Jamacian-style Sweet Potato and Black Bean Stew

Jamacian-style Sweet Potato and Black Bean Stew
Recipe type: Main Course
Cuisine: Vegan
Prep time: 
Cook time: 
Total time: 
Serves: 4-6
This is a rich, spicy vegan stew with a Jamaican flair. Excellent served over rice as a stew or pureed and served as a thick soup. Serves 4-6. Cooked in a 12" or larger dutch oven.
  • 2 Tbsp olive oil
  • 2 pounds of sweet potatoes (three medium or two large), peeled and diced into 1 inch pieces
  • 1 onion, 1 inch dice
  • 1 red bell pepper, seeded and chopped (1/2" dice)
  • 1 jalapeno pepper, seeded and diced fine
  • 1 clove of garlic, minced
  • 1 tsp Ancho Chile Powder
  • 1 tsp cumin
  • 1 Tbs chili powder
  • 2 cups vegetable broth (or water in a pinch)
  • 1 28 oz can diced tomatoes, with liquid
  • 1 15 oz can vegetarian black beans, with liquid
  • Optional:
  • 2 cups jasmine rice
  • 4 cups water
  1. In a 12" Dutch oven, heat the oil over medium heat.
  2. When the oil is shimmering, add the onion and bell pepper.

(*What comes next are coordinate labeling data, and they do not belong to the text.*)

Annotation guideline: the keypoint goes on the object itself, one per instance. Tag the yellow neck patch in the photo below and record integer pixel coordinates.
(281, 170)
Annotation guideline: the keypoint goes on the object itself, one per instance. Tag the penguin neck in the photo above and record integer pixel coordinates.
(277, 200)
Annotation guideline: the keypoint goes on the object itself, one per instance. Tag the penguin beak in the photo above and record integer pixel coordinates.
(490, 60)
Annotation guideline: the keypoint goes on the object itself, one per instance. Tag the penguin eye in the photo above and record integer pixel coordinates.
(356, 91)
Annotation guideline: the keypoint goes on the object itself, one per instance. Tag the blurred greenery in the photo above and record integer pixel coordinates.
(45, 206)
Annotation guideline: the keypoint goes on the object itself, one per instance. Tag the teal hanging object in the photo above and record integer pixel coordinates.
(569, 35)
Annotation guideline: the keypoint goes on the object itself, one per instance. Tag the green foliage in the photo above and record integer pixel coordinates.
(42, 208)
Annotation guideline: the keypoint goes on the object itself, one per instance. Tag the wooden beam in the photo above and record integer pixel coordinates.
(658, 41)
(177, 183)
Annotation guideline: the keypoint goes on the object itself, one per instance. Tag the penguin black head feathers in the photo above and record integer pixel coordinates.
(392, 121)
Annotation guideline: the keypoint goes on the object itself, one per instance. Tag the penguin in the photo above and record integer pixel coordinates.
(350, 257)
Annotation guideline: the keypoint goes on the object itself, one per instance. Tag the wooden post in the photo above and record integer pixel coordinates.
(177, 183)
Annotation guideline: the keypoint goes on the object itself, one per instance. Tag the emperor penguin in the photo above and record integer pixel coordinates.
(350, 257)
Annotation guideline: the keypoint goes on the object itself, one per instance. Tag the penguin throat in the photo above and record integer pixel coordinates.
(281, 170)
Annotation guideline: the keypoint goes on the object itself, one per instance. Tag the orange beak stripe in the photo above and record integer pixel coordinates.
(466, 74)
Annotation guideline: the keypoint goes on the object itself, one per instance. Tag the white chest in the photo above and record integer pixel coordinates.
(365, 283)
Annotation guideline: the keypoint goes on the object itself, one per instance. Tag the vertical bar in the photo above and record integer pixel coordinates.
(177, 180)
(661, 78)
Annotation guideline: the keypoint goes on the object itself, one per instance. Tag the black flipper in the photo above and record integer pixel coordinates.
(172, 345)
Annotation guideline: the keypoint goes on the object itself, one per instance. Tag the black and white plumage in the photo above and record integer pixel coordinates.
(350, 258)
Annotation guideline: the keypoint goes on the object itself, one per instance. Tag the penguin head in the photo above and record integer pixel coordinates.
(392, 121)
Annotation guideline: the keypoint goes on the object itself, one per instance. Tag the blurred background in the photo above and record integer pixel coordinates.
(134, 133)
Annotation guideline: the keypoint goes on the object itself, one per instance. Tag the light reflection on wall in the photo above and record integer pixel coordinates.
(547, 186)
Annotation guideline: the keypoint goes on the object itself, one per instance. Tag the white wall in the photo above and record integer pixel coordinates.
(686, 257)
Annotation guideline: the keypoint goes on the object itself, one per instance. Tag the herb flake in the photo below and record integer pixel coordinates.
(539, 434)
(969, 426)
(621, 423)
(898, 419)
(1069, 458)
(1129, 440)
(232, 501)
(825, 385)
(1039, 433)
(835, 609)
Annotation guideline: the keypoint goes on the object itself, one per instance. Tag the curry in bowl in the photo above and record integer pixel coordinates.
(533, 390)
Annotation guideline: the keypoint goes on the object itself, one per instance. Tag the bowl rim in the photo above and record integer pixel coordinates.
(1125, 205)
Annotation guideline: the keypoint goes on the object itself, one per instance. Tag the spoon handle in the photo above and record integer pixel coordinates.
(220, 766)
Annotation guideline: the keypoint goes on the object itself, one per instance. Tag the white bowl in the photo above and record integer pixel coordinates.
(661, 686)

Saute for a couple of minutes, then add the sweet potatoes, jalapeno, and garlic.
  3. Stir to coat and saute for about 5 minutes, stirring frequently, or until the onion is soft and translucent.

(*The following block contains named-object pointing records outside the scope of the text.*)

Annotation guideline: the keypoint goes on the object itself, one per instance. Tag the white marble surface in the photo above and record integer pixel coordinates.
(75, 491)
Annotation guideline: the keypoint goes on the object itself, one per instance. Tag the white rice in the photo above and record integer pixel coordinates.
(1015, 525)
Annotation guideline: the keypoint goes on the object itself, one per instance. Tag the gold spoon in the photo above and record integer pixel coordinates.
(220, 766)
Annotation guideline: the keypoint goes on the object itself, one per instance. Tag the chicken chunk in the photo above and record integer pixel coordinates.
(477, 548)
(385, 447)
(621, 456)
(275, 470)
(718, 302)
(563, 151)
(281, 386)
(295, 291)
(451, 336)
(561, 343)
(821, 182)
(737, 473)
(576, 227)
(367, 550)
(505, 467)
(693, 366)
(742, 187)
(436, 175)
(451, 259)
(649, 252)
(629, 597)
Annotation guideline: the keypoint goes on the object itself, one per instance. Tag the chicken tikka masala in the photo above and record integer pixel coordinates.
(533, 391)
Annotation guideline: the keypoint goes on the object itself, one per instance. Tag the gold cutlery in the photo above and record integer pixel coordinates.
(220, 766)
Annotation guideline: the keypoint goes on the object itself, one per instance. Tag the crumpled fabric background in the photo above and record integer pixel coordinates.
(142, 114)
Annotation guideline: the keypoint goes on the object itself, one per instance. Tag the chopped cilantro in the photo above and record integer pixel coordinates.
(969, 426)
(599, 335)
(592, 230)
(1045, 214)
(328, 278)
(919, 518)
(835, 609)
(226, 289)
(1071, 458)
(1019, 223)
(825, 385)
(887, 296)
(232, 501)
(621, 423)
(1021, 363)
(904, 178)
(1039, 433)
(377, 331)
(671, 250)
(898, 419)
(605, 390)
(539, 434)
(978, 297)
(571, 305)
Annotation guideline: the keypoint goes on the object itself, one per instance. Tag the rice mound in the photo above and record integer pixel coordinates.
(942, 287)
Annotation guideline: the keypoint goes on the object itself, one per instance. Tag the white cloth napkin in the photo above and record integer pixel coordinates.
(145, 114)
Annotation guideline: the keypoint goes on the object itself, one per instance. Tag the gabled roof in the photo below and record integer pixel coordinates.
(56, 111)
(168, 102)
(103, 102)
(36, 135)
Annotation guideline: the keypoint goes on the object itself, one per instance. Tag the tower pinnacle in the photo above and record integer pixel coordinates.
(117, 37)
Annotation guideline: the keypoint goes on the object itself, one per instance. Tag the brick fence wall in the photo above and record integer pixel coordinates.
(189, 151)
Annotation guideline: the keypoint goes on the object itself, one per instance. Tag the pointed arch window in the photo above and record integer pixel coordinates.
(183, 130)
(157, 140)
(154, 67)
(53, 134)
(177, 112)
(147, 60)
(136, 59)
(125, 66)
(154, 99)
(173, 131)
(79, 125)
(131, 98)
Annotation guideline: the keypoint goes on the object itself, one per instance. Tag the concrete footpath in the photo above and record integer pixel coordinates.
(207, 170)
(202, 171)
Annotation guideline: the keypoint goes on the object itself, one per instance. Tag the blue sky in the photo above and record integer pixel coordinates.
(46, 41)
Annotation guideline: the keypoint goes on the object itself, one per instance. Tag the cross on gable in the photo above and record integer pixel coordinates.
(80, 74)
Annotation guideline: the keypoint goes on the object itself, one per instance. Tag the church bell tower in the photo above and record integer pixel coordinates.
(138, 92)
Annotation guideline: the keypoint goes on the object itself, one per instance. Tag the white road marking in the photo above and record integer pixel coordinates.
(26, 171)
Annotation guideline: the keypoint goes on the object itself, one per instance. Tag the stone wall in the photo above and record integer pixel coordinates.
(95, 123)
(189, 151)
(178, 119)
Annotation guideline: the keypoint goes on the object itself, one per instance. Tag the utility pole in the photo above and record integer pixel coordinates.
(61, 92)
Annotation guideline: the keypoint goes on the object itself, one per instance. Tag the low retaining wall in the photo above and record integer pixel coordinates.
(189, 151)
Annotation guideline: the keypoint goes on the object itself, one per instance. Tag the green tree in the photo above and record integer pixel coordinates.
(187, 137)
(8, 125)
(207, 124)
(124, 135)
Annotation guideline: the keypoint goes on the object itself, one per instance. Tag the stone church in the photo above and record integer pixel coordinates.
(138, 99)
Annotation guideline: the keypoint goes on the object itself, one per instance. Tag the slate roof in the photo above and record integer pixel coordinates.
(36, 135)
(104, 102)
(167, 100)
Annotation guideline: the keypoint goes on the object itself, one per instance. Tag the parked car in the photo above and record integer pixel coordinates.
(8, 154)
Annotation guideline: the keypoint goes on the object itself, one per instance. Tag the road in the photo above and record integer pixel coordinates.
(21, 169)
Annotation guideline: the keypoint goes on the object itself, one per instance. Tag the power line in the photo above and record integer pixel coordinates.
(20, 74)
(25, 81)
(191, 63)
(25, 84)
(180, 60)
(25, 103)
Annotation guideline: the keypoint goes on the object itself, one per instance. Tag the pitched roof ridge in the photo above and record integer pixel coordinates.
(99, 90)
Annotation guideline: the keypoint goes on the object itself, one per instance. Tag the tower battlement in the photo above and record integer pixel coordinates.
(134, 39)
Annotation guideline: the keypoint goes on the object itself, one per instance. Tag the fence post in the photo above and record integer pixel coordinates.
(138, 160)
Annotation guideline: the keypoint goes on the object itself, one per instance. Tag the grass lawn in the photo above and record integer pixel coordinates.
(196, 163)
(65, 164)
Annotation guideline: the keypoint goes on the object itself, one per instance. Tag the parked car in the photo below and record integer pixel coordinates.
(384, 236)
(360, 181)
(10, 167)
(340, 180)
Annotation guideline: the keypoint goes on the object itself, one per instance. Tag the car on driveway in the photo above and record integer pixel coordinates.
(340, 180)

  4. Add the spices (chili powder, cumin, and ancho) then cover the pot and cook for 7-8 more minutes, or until the sweet potatoes are fork tender.
  5. De-glaze the pot with the broth, then add the tomatoes and black beans.
  6. (Note: if serving over rice, start the rice water now....)
  7. Bring the pot to a boil, then lower heat and cook over medium-low heat for another 15-20 minutes, stirring occasionally, until thickened.
  8. Serve over rice as a stew, or...
  9. Using a blender, puree the stew in batches, a couple of cups at a time, until smooth. Serve hot or cold.
  10. Variations:
  11. Substitute pinto beans for the black beans
  12. For an Asian feel, Add 1 Tbs fresh-grated ginger with the other spices and sprinkle a few tsp of shredded coconut on top when serving.